Oscar buzz, rebellious birds and billboards, and film stars

It’s award season and it’s buzzing with rumors, nominations and wins. The past few weeks I was able to get my ass to the cinema (despite this super-crazy-important deadline of my master thesis proposal looming over my head) and I got to see some great films. Even though the second month of the year has only just begun, it’s still pretty special to name my very first 10/10 film, right? 

// You Were Never Really Here

I’ll admit, You Were Never Really Here took me completely by surprise. In theory, the film should be right up my street: Joaquin Phoenix looking dark and mysterious, Lynne Ramsay in the director’s chair and a thriller-mystery-drama plot. Sometimes what sounds really good on paper, isn’t so good in practice. With You Were Never Really Here I didn’t expect it to disappoint, but I didn’t expect is to impress me as much as it did either. Phoenix is completely in his element: he portrays traumatized veteran Joe who now works as a hitman with intense aggression and violence, but also with such fragility and sensitivity, you can’t help but be incredibly intrigued and touched by his character. 

// Three Billboards Outside of Ebbing, Missouri

Winner of four (!) Golden Globe awards and nominated for seven (!) Oscars, Three BillBoards Outside Ebbing, Missouri (let’s abbreviate it to Three Billboards for the time being he) deserves the award-buzz in my opinion. Star Frances McDormand is glorious as mother Angela, who feels wronged and overlooked by her local police department after the murder of her daughter, and puts up huge billboards to steer their attention to solving her daughter’s murder. McDormand is gritty, vulgar, seriously funny and surprisingly touching. Three Billboards is one of those films that makes you laugh at loud, but one that also stays with you for a very long time after you’ve seen it. 

// The Greatest Showman

Let’s talk about films that sounds good on paper but aren’t so good on the silver screen. The Greatest Showman sounds great: Hugh Jackman in a part we all knew he was born to do, the music is written by duo Pasek & Paul (who won an Oscar for their work on La La Land), the impeccable Michelle Williams has a starring role, and there’s enough singing and dancing to keep even my Dad awake during the screening (true story). But still, The Greatest Showman doesn’t turn out as good as it sounds on paper. Although it’s definitely entertaining and you will find yourself humming the songs long after you’ve seen the film (or maybe that’s just me and my creepy audio-based memory), but in the end it’s trying too be hard to be Moulin Rouge! and only ending up as a cheesy, goody-goody copycat. 

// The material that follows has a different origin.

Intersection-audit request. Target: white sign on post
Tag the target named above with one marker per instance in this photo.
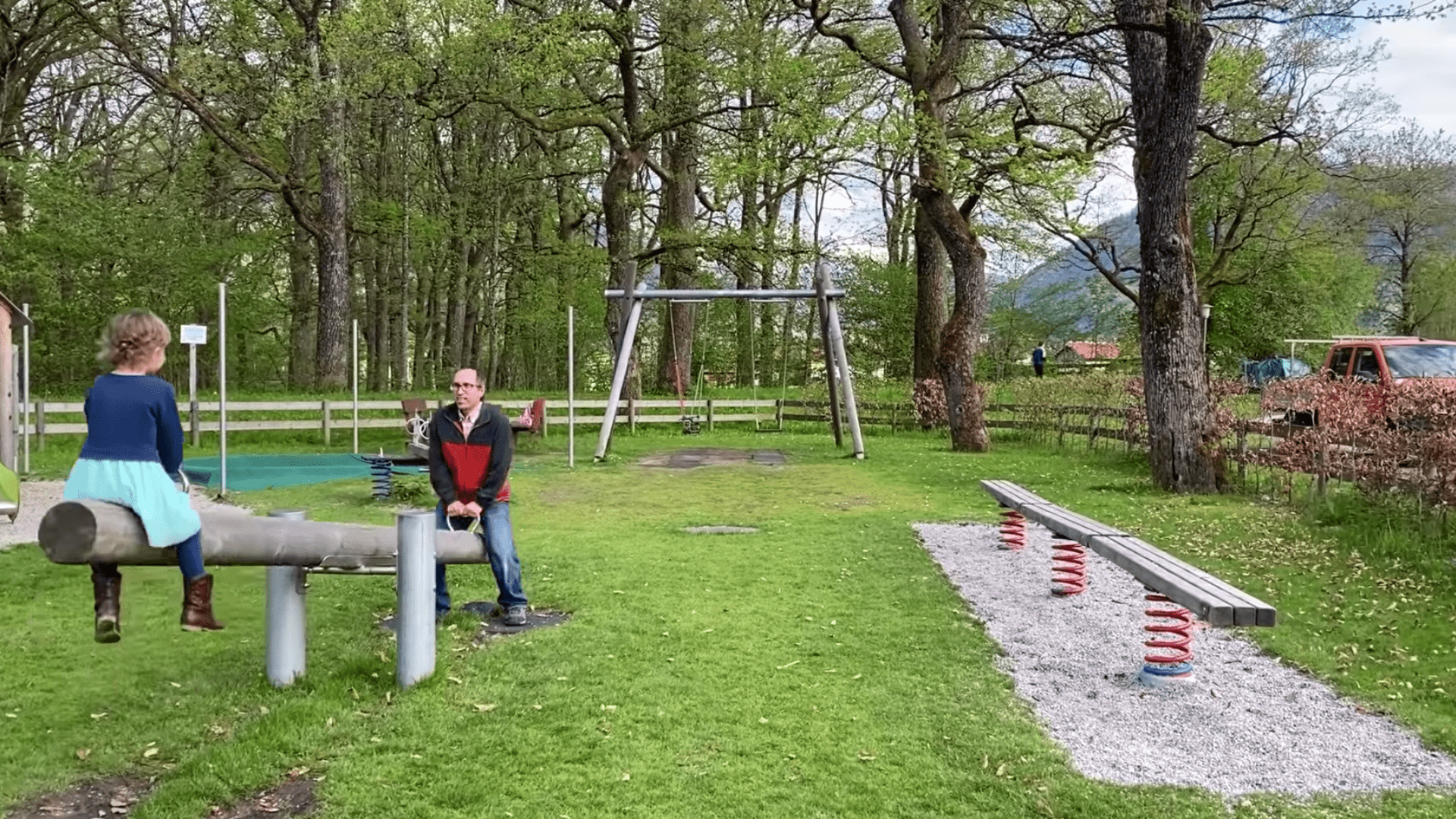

// Film Stars Don’t Die In Liverpool

Within the realm of film, there are certain things I just can’t resist: romance, period-pieces and sunlit dancing montages. When I saw Film Stars Don’t Die In Liverpool, it was love at first sight. Annette Bening is simply irresistible as film star Gloria Grahame, who starts a star-crossed love affair with the much younger Peter, who is portrayed by an equally irresistible Jamie Bell. The couple meets in 1980s Liverpool and their whirlwind romance takes them to Los Angeles, New York, and back to Liverpool, where Gloria is sick and seeks the help of Peter and his family. It’s a beautiful, vivid, gorgeously acted and touching film. 

// Lady Bird

What happens when you combine Greta Gerwig and Saoirse Ronan? That’s right. Magic. Winner of two Golden Globes and nominated for five Oscars, Lady Bird is turning heads. In essence, it’s a film about young Lady Bird as she comes of age in boring, sunlit Sacramento, California. She spends her time annoying the nuns at her catholic high school, applying to colleges as far away from home as possible, and falling in love with the bad boy of the school. But Lady Bird is made with such care and with so much love from both director Gerwig and star Ronan, that you can’t help but completely fall in love with the loud, soft, young and old Lady Bird.